The international foreign exchange market has shown a “one-sided” trend, and the European energy supply crisis is the “fuse. On the 22nd, the price of natural gas futures in Europe once again exceeded US$3,000 per 1,000 cubic meters, approaching the historical record of US$3,892 per 1,000 cubic meters set on March 7. On the 23rd, U.S. natural gas futures prices hit a new high since 2008.
The comprehensive PMI data for the euro area in July released on the 23rd was 49.2, a new 18-month low, indicating that the risk of recession in the euro area has increased, especially the three major economies in the euro area, Germany, France and Italy. The manufacturing industry has declined significantly, and the market is bearish. The atmosphere of the euro is strong, and the funds shorting the euro last week have hit a new high for the year.
Not only the euro area, but other regions are also facing the risk of continued decline in economic sentiment. The Bank of England has warned that the UK economy could slip into a recession in the fourth quarter that could last for more than a year. The export data of South Korea, known as the “canary” of the world economy, also performed poorly, with total exports increasing only 3.9% year-on-year in the first 20 days of August. Clearly, the global economy faces a heightened risk of recession. However, under the unexpected tightening of the Federal Reserve, the interest rate spread further widened, pushing up the US dollar index “outstanding.
The US dollar index continued to rise, coupled with domestic interest rate cuts, the exchange rate of the RMB against the US dollar was naturally under pressure. Since the interest rate cut on the medium-term lending facility on August 15, the spot exchange rate of the RMB against the US dollar has begun to depreciate. Based on the closing price of 6.8510 yesterday, it has fallen by more than 1.7%.
Nevertheless, compared with the recent sharp drop in the exchange rate of the euro and the Korean won, the performance of the renminbi is still strong on the whole.

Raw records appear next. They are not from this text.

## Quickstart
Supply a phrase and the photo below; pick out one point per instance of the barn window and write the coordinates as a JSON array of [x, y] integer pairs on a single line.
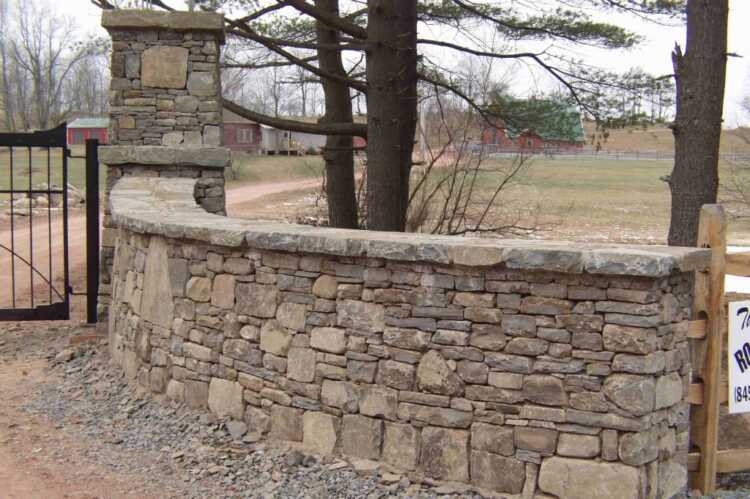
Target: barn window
[[244, 135]]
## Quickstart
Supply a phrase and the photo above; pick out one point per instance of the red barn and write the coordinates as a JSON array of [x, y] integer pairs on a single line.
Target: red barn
[[241, 134], [82, 129]]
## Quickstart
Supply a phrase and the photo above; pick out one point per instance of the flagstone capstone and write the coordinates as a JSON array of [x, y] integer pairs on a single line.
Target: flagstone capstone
[[522, 368]]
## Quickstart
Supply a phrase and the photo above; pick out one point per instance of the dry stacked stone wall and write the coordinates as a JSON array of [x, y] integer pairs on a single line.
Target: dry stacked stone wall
[[165, 109], [517, 381]]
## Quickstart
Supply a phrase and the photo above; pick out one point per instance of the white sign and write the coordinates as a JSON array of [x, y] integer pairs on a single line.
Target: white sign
[[739, 357]]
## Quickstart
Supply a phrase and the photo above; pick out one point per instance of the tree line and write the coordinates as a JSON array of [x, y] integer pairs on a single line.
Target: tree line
[[47, 70], [393, 65]]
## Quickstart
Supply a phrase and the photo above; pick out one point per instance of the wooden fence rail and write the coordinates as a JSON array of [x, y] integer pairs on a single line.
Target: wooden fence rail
[[708, 391]]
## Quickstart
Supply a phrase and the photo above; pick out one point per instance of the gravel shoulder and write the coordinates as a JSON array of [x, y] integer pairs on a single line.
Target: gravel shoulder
[[71, 427]]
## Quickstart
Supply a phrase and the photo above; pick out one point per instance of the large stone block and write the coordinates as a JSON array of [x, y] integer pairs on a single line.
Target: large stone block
[[320, 432], [275, 339], [301, 364], [199, 289], [401, 445], [164, 67], [668, 390], [396, 375], [286, 423], [292, 316], [569, 478], [635, 394], [445, 454], [434, 375], [574, 445], [157, 305], [326, 287], [497, 473], [257, 299], [378, 401], [638, 448], [540, 440], [438, 416], [225, 398], [341, 395], [202, 84], [361, 437], [222, 295], [361, 316], [412, 339], [196, 394], [487, 337], [328, 339], [629, 339], [492, 438], [257, 420], [545, 390]]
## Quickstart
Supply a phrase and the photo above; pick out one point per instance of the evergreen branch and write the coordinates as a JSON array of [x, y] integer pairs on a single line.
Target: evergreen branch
[[353, 129], [328, 19]]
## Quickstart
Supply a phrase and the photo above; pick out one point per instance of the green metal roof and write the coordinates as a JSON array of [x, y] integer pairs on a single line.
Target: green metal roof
[[89, 123], [547, 118]]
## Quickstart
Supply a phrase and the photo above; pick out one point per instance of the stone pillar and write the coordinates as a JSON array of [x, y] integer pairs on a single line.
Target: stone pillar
[[165, 109]]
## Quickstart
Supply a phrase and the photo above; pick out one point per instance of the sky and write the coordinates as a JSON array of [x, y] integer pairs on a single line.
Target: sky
[[653, 55]]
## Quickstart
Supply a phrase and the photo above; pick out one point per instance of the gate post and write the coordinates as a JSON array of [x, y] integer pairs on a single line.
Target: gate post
[[165, 110], [92, 229], [706, 353]]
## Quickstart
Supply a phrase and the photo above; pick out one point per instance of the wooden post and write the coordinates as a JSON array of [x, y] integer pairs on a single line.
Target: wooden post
[[708, 304]]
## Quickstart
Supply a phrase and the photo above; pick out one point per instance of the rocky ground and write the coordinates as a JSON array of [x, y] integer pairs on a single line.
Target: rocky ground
[[160, 450], [68, 416]]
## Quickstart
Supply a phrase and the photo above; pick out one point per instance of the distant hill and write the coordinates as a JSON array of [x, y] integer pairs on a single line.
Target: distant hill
[[660, 139]]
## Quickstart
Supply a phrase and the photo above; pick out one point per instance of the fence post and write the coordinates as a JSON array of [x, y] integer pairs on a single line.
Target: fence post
[[708, 304], [92, 229]]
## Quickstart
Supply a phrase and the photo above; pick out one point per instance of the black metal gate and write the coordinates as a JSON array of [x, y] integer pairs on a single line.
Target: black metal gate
[[35, 197]]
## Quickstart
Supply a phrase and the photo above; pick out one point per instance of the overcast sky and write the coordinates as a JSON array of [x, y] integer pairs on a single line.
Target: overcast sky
[[653, 55]]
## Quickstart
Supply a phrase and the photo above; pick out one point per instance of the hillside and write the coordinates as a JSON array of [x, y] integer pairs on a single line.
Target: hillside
[[660, 139]]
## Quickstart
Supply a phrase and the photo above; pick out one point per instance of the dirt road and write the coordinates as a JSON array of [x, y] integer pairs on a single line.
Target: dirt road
[[241, 202]]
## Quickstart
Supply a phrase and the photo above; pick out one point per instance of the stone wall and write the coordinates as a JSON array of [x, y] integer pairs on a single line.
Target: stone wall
[[165, 86], [531, 368], [165, 109]]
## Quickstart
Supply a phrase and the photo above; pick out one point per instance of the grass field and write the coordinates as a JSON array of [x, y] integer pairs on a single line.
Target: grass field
[[253, 168], [660, 138], [23, 178], [578, 199], [593, 200]]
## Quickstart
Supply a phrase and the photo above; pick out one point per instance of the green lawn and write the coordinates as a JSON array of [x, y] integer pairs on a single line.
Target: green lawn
[[22, 177]]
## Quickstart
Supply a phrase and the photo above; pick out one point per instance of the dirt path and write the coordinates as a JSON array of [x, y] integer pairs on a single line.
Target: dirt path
[[242, 201]]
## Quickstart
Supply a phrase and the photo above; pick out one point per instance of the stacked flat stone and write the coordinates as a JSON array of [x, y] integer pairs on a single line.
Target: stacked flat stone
[[165, 108], [524, 380], [165, 87]]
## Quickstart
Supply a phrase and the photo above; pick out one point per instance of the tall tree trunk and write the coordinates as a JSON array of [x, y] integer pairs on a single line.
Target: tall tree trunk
[[338, 153], [700, 76], [391, 110]]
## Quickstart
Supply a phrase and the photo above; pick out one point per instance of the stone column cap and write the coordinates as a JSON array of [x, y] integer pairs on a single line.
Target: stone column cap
[[166, 206], [159, 20], [210, 157]]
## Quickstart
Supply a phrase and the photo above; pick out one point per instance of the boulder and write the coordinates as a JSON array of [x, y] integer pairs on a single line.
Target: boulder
[[569, 478], [434, 375]]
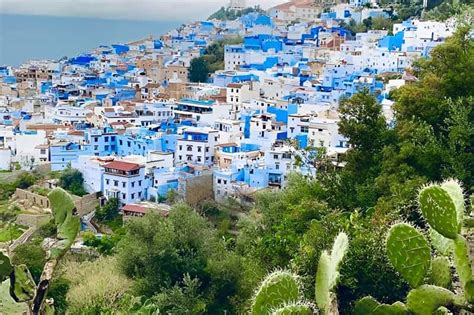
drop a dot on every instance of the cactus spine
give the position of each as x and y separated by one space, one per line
410 254
279 293
328 271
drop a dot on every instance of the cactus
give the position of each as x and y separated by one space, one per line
22 285
439 210
278 289
328 271
279 293
440 272
5 267
370 306
443 245
443 208
426 299
295 308
409 253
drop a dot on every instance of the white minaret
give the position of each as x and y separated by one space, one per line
237 5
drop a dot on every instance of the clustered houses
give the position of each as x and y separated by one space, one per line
126 116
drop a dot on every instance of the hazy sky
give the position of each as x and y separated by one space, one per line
123 9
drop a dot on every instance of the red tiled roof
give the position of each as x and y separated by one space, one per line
135 208
122 166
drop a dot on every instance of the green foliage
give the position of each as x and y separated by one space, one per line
463 266
295 308
443 245
62 205
426 299
158 252
58 291
5 267
225 14
109 211
33 256
409 253
278 289
199 70
439 210
440 272
328 271
370 306
72 181
22 286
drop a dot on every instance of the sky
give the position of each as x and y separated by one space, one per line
123 9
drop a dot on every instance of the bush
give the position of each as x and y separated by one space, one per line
72 181
33 256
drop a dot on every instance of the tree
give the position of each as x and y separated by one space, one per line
33 256
159 252
109 211
199 70
433 135
72 181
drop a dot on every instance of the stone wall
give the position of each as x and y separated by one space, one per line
33 198
86 204
32 220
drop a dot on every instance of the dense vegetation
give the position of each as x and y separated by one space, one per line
226 14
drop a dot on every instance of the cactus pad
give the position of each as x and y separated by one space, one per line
323 280
409 253
438 208
277 289
339 250
5 267
297 308
22 285
370 306
454 189
426 299
463 267
440 272
443 245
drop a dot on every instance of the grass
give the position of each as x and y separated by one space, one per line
7 305
11 232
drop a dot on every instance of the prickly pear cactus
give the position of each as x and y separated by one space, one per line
409 253
277 290
438 208
328 271
454 189
426 299
440 274
370 306
5 267
463 267
323 280
443 245
22 285
296 308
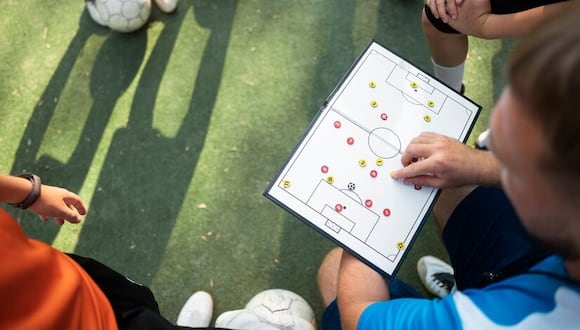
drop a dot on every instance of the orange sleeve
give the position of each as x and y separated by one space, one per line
42 288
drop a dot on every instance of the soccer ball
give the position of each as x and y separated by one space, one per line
283 308
120 15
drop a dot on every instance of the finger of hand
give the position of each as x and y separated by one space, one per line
413 170
77 203
452 9
424 180
74 215
415 152
432 4
442 10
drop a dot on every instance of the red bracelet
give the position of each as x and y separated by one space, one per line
34 192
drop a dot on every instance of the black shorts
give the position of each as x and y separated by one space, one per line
485 242
134 304
497 7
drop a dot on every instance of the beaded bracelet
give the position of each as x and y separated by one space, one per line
34 192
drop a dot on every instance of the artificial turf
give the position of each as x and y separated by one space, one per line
171 133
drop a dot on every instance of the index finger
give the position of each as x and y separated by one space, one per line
420 168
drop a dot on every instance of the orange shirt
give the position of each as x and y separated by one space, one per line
42 288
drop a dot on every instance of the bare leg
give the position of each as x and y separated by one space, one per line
447 202
447 49
328 276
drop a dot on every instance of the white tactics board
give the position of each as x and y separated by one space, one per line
338 177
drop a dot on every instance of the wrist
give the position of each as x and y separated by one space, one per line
34 193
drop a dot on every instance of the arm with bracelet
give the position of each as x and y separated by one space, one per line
27 192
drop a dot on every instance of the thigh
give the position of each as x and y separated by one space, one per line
486 241
398 289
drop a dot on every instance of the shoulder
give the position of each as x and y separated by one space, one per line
541 298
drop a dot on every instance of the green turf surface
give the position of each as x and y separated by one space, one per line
172 133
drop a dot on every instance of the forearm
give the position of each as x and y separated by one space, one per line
13 189
358 287
517 25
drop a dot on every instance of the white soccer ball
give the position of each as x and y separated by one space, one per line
283 308
120 15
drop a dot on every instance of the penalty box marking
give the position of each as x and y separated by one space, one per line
355 218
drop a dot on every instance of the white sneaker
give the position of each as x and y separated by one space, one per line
436 276
197 311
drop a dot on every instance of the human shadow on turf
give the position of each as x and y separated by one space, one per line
146 175
111 72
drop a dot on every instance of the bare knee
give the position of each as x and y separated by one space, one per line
328 275
448 200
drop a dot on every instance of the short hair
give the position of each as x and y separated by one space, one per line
544 75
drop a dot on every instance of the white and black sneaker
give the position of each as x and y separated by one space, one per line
436 275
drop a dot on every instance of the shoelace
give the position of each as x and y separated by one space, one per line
444 280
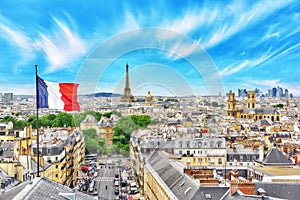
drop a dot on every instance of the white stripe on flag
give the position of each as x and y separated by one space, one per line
54 98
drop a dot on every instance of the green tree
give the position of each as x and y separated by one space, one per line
215 104
107 114
98 116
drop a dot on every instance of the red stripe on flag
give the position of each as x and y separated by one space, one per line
69 96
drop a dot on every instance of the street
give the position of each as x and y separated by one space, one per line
104 182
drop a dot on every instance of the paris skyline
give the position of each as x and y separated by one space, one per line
252 44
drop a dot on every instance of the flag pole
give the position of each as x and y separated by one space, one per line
37 121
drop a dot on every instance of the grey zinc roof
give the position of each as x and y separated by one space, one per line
288 191
11 193
211 193
172 177
181 185
90 119
275 157
6 149
44 189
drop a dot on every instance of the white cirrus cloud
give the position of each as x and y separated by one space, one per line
62 47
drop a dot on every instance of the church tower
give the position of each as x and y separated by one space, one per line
231 105
251 101
149 99
127 96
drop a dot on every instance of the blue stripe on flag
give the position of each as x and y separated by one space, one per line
42 94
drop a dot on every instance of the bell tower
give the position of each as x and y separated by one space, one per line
127 96
231 105
251 101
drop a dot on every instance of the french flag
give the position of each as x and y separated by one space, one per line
62 96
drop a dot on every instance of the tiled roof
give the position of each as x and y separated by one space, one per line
181 185
44 189
275 157
279 190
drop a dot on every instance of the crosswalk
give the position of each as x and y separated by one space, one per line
104 179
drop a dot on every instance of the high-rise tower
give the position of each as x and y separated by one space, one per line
127 96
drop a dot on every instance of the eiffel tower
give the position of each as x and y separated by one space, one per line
127 96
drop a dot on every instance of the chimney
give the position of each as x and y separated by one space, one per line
69 196
234 174
261 153
245 186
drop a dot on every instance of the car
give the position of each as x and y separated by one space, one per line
116 191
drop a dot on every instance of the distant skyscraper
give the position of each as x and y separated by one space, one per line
274 91
8 98
127 96
242 93
286 93
269 92
279 92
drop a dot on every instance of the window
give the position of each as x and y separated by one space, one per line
220 161
188 144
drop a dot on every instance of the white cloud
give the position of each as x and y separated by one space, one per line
15 36
62 47
259 60
241 18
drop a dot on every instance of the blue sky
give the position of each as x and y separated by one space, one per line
244 44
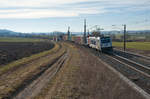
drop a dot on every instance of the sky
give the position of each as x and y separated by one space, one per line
56 15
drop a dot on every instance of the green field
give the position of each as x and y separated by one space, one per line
17 39
134 45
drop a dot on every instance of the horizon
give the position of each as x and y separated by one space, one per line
28 16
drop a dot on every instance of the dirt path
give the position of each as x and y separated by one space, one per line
86 77
78 75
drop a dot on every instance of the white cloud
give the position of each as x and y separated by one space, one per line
62 8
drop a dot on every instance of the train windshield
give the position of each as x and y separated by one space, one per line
105 40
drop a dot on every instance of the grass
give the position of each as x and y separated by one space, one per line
5 68
134 45
19 39
84 77
23 74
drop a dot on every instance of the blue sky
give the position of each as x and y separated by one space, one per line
52 15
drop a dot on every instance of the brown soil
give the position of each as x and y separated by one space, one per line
84 76
80 75
142 52
16 79
11 51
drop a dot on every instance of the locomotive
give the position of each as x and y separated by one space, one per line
103 44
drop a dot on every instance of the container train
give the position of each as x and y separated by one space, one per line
103 43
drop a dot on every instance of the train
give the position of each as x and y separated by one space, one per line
102 43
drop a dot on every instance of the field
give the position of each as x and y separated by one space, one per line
17 39
134 45
12 49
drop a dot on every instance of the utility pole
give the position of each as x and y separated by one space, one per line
88 32
68 33
85 41
124 37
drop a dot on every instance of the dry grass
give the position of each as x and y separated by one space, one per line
9 82
22 61
84 77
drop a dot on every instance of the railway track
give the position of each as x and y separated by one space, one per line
137 72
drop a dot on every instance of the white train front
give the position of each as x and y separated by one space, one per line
103 44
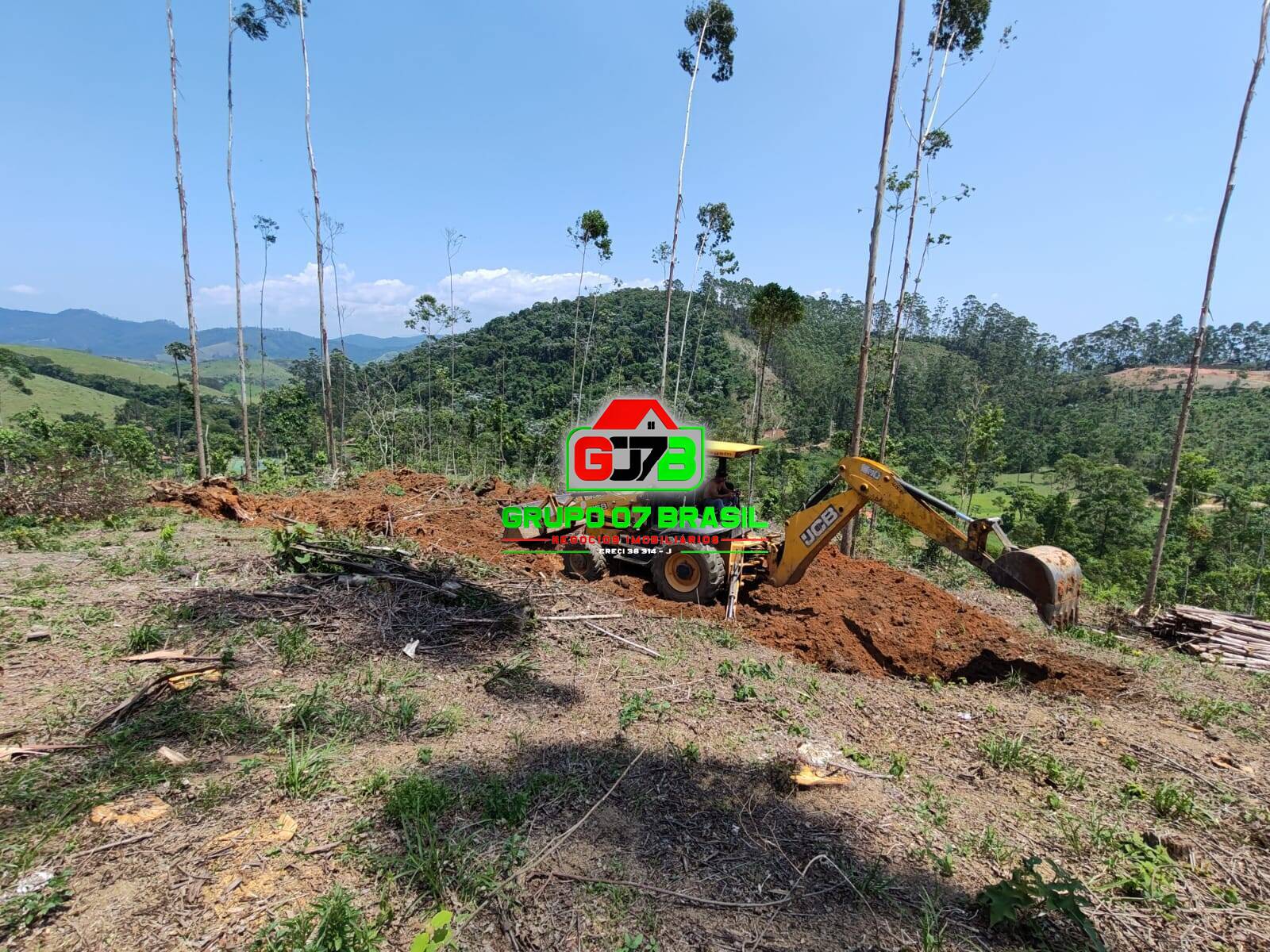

Most researchers reminded that the widening of interest rate spreads at home and abroad has limited impact on the RMB, and it is not appropriate to pay too much attention to the depreciation pressure of the inversion of Sino-US interest rate differentials on the RMB. In fact, after the release of China’s foreign trade surplus data in July, transaction-oriented funds appeared to make up significantly. After the “interest rate cut” in August, the inversion of the Sino-US interest rate gap intensified, and it did not trigger obvious foreign capital outflows.
For a long time, the strong basic account surplus has been providing solid support for the RMB. Exports in July increased by 23.9% year-on-year, and the trade surplus reached 682.69 billion yuan. The monthly export growth rate and trade balance exceeded market expectations again. We must see that the supply capacity of Europe and other regions has been significantly weakened, and the impact of the energy crisis and the transformation of the energy structure has been superimposed, and China’s foreign trade exports have presented new characteristics. From this point of view, a moderate depreciation of the renminbi is conducive to maintaining export competitiveness against the backdrop of declining global economic prosperity, and has positive significance for keeping the economy operating within a reasonable range.